The USAF considered the F-16 a threat to the F-15, not because it was but, because Congress lacked the sophistication to tell the difference. Reguardless of weapons, the F-16 was never designed to deal with the MiG-25 (and the like) at altitude. The F-16A was designed to be a daylight fighter. It is the pods and additional equipment that made the F-16 the all around fighter we know today.
Adrian
RE: Can planes get any better?
Rostislave Belyakov Chief Designer for Sukhoi stated in an interview that the Su-27 is capable of withstanding 13G’s.
Adrian
RE: Three questions about radars
Can the F-22 detect that he has been detected
Yes, and the ALR-94 can determine the transmission source’s range (time of arrival technique) and angular accuracy of ±2º. Accurate enough to target a Slammer Missile to the target!
if you don’t have the emitter characteristics in your database, you can conclude little.

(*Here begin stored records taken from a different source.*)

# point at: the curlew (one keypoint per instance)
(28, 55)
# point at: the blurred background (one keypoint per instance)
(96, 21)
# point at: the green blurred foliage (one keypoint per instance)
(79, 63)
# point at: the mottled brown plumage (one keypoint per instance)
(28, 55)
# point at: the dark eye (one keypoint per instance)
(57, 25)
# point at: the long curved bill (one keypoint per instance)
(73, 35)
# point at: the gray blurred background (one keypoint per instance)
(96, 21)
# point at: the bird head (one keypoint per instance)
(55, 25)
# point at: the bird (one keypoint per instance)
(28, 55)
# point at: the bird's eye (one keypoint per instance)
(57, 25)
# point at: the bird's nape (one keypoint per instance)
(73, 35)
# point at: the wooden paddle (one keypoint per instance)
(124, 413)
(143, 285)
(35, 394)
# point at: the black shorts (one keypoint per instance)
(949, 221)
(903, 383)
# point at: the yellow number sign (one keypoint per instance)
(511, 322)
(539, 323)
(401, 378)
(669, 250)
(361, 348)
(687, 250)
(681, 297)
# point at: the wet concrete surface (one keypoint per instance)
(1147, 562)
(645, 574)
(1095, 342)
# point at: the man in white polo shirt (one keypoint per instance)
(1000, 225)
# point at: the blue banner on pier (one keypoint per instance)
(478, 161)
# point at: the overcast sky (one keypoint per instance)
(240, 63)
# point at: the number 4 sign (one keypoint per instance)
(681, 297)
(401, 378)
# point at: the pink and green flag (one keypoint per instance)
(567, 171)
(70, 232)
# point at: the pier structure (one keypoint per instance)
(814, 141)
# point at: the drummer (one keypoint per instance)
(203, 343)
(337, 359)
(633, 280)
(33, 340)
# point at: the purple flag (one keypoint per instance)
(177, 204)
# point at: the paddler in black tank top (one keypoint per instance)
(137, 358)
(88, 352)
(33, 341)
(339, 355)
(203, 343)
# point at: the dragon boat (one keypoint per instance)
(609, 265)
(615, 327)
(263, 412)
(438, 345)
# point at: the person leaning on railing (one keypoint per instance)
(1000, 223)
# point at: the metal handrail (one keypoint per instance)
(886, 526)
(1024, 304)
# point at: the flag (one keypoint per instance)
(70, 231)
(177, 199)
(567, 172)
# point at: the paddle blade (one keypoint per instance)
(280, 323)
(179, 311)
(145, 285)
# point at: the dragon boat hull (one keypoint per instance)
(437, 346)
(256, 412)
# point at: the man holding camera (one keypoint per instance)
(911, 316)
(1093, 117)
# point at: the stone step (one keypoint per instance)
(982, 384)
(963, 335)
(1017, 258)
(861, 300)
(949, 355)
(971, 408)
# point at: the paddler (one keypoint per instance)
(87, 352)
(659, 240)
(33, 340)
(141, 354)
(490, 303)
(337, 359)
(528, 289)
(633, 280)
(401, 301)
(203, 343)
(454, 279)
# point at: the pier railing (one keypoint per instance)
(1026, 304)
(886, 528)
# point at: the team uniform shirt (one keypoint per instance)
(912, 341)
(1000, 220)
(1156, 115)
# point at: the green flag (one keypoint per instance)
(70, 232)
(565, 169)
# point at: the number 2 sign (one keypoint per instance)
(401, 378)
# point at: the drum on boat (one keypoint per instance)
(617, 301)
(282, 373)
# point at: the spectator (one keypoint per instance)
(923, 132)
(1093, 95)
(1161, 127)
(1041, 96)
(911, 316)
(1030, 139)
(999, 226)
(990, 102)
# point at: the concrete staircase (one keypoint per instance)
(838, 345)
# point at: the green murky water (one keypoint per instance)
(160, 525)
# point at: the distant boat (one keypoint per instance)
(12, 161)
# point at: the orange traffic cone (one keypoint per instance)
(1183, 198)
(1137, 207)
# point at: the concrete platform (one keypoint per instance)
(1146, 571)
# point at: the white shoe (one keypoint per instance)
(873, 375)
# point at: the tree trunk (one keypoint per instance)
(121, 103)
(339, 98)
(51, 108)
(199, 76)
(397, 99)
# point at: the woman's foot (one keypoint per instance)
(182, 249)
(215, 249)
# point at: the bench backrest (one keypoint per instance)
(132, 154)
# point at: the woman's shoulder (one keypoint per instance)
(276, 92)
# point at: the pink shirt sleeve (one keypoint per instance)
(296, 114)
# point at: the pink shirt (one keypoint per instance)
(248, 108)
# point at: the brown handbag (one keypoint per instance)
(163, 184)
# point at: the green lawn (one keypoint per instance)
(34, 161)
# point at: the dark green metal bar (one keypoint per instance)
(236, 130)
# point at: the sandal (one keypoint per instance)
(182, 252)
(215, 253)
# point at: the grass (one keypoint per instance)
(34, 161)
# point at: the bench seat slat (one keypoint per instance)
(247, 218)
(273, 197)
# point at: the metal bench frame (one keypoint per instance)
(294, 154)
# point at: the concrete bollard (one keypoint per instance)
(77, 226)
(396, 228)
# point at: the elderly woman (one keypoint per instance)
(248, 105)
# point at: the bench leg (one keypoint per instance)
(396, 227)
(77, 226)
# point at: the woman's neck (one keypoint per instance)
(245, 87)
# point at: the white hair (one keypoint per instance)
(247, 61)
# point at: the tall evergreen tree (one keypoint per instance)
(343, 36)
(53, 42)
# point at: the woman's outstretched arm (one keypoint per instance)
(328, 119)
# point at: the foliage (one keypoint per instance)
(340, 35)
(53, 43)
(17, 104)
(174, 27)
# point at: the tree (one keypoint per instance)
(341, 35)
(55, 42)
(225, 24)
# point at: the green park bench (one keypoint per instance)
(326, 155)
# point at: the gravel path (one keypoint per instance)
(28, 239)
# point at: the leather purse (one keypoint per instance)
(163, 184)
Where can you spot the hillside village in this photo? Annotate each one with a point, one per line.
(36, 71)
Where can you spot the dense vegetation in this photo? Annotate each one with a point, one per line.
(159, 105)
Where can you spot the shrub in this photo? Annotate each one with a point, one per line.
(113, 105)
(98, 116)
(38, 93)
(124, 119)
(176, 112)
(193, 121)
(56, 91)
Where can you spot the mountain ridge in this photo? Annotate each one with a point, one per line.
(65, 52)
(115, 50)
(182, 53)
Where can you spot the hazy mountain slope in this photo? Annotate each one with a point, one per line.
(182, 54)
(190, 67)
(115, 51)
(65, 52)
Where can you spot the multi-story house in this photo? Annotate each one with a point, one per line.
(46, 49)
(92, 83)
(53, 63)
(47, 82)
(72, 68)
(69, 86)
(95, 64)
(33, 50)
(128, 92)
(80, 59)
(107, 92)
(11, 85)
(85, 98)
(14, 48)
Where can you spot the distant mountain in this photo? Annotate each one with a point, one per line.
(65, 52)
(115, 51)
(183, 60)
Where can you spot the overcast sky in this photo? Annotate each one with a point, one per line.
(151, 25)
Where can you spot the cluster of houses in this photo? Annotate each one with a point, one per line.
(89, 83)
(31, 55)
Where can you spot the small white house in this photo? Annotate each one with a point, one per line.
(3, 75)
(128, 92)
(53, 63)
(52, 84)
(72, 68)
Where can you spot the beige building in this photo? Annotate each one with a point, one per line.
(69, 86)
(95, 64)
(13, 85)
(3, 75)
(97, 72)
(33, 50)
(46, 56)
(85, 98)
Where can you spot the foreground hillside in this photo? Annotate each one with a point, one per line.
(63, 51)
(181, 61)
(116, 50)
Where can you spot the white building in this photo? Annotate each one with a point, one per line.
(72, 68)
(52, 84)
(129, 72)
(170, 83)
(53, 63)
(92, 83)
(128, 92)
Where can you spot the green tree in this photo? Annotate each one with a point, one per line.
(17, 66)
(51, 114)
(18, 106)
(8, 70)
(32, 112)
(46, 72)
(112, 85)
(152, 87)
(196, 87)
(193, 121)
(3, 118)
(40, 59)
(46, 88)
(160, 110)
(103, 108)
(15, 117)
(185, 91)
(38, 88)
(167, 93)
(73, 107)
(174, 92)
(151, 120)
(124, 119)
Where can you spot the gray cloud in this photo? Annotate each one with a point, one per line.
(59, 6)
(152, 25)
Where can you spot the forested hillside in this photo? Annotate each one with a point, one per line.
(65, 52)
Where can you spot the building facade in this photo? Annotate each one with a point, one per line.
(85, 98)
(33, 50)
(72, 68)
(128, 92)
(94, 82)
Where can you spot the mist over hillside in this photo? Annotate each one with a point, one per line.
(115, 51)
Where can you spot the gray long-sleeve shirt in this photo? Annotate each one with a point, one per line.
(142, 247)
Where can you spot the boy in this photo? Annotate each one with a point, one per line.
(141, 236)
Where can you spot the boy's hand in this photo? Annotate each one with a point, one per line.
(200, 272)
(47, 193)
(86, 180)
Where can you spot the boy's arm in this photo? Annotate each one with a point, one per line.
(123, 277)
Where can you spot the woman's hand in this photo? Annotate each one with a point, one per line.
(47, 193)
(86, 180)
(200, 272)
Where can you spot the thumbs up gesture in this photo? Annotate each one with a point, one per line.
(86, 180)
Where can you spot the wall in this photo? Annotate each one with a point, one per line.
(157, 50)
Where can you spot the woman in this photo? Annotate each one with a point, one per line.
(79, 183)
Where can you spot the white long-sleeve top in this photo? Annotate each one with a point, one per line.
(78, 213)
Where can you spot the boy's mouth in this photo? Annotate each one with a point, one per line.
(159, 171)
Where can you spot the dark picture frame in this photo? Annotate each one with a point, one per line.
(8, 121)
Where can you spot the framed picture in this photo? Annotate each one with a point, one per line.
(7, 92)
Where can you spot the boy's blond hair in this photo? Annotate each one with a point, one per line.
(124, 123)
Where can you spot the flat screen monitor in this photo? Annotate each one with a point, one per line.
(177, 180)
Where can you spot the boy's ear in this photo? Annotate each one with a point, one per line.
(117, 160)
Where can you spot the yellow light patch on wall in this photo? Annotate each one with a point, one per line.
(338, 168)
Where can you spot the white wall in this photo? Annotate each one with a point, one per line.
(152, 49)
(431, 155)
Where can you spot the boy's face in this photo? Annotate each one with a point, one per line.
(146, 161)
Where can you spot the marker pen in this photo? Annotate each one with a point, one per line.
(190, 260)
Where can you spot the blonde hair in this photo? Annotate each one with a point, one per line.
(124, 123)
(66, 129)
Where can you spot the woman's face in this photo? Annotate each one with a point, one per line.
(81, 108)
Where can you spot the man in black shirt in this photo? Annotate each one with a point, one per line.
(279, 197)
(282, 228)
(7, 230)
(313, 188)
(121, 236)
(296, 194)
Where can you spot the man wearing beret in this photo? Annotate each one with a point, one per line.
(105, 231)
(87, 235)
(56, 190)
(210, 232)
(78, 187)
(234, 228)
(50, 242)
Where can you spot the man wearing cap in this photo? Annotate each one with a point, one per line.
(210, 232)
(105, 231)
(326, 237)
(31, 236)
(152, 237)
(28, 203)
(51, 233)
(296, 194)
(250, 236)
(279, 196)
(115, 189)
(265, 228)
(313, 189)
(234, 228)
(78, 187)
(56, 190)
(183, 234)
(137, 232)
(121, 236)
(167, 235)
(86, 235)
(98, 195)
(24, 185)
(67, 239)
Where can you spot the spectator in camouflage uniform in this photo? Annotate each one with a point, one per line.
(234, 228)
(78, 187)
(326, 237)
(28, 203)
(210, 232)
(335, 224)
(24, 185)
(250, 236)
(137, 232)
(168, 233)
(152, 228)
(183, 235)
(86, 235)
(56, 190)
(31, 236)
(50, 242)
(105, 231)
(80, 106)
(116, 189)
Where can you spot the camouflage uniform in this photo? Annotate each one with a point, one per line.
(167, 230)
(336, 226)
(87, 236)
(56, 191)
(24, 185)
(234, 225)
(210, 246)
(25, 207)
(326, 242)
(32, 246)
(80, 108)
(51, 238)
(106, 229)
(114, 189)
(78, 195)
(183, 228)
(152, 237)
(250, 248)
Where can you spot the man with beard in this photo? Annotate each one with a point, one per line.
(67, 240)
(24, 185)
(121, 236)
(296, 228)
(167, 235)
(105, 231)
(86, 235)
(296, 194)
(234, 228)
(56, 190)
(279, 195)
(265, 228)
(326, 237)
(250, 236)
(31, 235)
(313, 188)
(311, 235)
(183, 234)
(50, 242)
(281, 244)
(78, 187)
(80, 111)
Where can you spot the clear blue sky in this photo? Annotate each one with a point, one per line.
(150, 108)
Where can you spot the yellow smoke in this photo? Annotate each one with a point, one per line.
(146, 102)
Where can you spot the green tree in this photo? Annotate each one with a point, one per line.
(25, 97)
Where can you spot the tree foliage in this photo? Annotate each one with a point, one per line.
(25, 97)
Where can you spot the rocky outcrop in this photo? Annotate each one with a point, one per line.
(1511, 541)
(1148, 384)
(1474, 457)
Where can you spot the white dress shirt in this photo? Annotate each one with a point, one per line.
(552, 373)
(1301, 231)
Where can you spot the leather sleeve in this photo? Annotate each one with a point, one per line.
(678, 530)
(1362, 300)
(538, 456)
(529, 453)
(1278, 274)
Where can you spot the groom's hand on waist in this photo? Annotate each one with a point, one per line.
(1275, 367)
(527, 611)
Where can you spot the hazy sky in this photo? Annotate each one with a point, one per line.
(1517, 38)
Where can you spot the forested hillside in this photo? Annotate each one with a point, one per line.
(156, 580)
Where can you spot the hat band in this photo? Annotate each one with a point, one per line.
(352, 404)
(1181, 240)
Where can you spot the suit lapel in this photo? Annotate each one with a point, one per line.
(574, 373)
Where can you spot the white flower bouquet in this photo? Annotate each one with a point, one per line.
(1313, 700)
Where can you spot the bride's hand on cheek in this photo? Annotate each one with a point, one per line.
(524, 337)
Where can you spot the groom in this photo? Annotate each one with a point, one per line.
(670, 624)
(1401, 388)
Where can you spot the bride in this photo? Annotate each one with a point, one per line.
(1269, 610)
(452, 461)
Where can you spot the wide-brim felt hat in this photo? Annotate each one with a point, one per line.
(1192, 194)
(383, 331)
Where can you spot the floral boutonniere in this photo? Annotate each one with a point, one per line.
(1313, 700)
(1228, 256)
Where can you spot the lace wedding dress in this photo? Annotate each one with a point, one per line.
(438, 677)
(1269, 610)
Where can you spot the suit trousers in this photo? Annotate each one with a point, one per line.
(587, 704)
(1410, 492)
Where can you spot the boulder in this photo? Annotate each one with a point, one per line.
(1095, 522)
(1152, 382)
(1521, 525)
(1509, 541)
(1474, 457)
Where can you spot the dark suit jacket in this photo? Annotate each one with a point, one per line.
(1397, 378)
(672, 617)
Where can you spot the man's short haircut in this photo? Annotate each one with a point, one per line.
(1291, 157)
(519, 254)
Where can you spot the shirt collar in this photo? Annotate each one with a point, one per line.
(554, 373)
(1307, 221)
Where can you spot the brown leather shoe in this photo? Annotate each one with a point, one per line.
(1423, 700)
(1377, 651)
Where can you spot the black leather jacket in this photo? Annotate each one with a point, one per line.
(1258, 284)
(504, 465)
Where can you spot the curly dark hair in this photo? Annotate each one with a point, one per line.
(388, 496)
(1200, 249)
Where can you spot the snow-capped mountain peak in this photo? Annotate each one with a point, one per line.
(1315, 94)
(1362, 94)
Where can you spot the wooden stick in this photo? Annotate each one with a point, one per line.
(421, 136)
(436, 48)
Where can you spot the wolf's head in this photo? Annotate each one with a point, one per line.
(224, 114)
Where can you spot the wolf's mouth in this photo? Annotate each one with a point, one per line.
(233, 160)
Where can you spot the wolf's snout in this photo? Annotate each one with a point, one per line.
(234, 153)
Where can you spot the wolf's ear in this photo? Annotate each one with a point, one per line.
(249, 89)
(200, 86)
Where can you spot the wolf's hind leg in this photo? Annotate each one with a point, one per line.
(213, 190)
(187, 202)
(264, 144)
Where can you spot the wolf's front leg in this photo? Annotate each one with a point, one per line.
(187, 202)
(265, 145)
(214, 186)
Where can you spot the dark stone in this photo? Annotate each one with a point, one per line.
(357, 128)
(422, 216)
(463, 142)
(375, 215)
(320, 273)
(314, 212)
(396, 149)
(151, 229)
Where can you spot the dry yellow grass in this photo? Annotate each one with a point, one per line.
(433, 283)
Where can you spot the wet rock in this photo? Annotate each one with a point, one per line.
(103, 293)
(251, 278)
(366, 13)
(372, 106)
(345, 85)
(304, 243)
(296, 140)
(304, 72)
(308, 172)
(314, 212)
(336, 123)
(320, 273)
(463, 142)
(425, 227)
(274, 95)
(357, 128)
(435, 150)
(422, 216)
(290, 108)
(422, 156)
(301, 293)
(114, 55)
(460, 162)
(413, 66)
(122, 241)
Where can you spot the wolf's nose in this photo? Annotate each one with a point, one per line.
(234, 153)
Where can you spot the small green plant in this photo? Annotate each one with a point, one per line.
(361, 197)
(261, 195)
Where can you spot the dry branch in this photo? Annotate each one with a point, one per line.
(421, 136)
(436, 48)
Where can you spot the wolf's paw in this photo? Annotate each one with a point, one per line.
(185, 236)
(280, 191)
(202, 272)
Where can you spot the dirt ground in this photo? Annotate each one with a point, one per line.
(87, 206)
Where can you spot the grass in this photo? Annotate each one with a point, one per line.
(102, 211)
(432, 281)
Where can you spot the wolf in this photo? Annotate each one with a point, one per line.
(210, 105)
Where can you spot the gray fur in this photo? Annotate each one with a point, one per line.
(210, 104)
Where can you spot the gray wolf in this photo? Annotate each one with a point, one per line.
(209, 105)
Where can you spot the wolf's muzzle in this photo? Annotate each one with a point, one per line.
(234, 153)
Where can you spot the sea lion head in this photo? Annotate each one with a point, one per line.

If the ALR detects hostile emissions, but doesn’t have an entry in it’s database on that particular emitter, it can’t approximate the range
That is what “air intelligence” is all about. Obtaining information without ever encountering the potential enemy. Remember, by 1986 the KGB/GRU had provided the Soviet AF commanders the complete specs for the F-117, they thought the information was ‘mis-information’ from Lockeed! The commanders did not believe the intelligence estimates until Jan. 1991, then they believed the reports.
Using signal levels alone to determine the range will get you nowhere
Power level is just one element in determining detection range. Knowing the RCS of your aircraft, the power level, frequency, characteristics, etc. all go to making a fairly accurate estimate as to the range at which your aircraft can be detected.
The F-22 has an offensive display screen and a defensive display screen. Symbology on the screens shows circles around ground radar sites at which the F-22 can be detected and a cone shaped area in from of a fighter symbol that indicates how far away the F-22 can be detected. So the pilot can determine what tactics he will use.
Adrian
RE: state of the Israeli Air Force
Janes Book of Aircraft 2005/2006 credits the Israeli AF with 280 F-16’s (of all variants), after the F-16I’s are delievered. They also stated that the Egyptian AF has 220 F-16’s.